Introduction

Gamma aminobutyric acid (GABA) is a 4-carbon non-essential amino acid abundantly expressed in the human brain and eyes [13]. It serves as a major inhibitory neurotransmitter with hypertensive and diuretic effects in animals. Due to its potential for bioactive component in foods and pharmaceuticals, GABA has been utilized as an ingredient in functional foods to promote relaxation and relieve nervous tension [1, 2]. Because direct application of chemically synthesized GABA to food may potentially be harmful, mass production of biologically produced GABA has gained much attention for food application.

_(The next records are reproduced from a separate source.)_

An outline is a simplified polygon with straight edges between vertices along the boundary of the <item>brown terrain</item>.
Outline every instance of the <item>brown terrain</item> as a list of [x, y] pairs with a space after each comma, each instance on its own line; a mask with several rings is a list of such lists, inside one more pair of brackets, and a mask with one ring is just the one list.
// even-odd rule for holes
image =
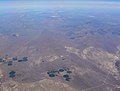
[[[120, 16], [55, 12], [0, 15], [0, 91], [120, 91]], [[13, 57], [28, 57], [26, 62]], [[49, 70], [69, 68], [49, 77]], [[16, 76], [9, 77], [15, 71]]]

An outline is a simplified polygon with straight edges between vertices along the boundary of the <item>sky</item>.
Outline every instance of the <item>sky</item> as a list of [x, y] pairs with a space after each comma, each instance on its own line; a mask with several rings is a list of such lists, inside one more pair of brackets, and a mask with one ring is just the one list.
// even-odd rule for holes
[[120, 0], [0, 0], [0, 10], [32, 8], [120, 8]]

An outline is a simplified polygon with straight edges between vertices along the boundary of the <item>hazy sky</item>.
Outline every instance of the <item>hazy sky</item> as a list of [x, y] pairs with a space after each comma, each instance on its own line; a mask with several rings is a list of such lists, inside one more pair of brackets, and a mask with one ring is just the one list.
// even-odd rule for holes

Biological production of GABA can be achieved by three independent processes. The first one is the direct synthesis of GABA from renewable carbon sources such as glucose by fermentation of microorganisms that possess an inherent or recombinant instilled GABA synthesis pathway. However, high-level production of GABA has not been successful by this strategy. Secondly, purified glutamate decarboxylase can be employed for the enzymatic conversion of glutamate monosodium salt (MSG) or glutamic acid to GABA [4]. Enzymatic synthesis of GABA from MSG using glutamate decarboxylase has several advantages, such as high conversion yield of GABA and low contamination of GABA in reaction buffer.

Thirdly, instead of glutamate decarboxylase, natural and recombinant microorganisms capable of converting MSG into GABA can be used as biocatalysts for the production of GABA using MSG as a starting material. Recent studies have suggested that GABA can efficiently be produced from l-glutamate by some lactic acid bacteria (LAB) [5, 6].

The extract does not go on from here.